Anthony Winkler Prins (1870)

Gepubliceerd op 14-08-2018

Samos

betekenis & definitie

Samos, door de Turken Sisam Adassy geheeten, een van de grootste eilanden der Aegésche Zee, bij de Ionische kust gelegen, de Golf van Scalanova ten zuiden afsluitend, en van Klein-Azië door eene smalle straat gescheiden, is 45 Ned. mijl lang, op de breedste plaats 19 Ned. mijl breed en heeft eene oppervlakte van 10 geogr. mijl.
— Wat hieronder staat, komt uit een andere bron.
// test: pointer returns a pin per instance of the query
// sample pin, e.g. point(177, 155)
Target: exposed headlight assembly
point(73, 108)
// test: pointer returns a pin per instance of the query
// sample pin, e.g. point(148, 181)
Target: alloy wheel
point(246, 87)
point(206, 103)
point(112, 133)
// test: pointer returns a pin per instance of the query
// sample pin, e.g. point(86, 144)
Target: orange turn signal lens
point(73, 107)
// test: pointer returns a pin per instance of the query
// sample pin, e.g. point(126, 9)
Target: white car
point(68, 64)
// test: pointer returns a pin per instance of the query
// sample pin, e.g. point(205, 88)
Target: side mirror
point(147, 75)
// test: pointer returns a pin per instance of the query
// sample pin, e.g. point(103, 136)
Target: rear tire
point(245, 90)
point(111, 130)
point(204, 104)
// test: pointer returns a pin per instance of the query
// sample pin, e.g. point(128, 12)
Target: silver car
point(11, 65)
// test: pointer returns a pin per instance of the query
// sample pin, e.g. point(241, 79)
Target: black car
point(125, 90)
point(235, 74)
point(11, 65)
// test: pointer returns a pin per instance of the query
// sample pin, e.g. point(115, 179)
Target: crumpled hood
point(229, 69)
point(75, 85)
Het oostelijk gedeelte van het eiland is heuvelachtig, het midden door een meridiaangebergte bedekt, dat in het noorden Assoron (thans Karvoeni, 1140 Ned. el hoog) en verder zuidwaarts Ampelos (thans ook Pevka, 750 Ned. el hoog) genaamd werd, en in het westen verrijst ter hoogte van 1440 Ned. el de Cerceteus (thans Kerki). Tot de schatten van den bodem behoren er: ijzer, lood en amaril. Het eiland is rijk in bevallige natuurtooneelen en in vergelijking met andere eilanden mild besproeid, hoewel de grootste rivier er slechts 14 Ned. mijl lang is.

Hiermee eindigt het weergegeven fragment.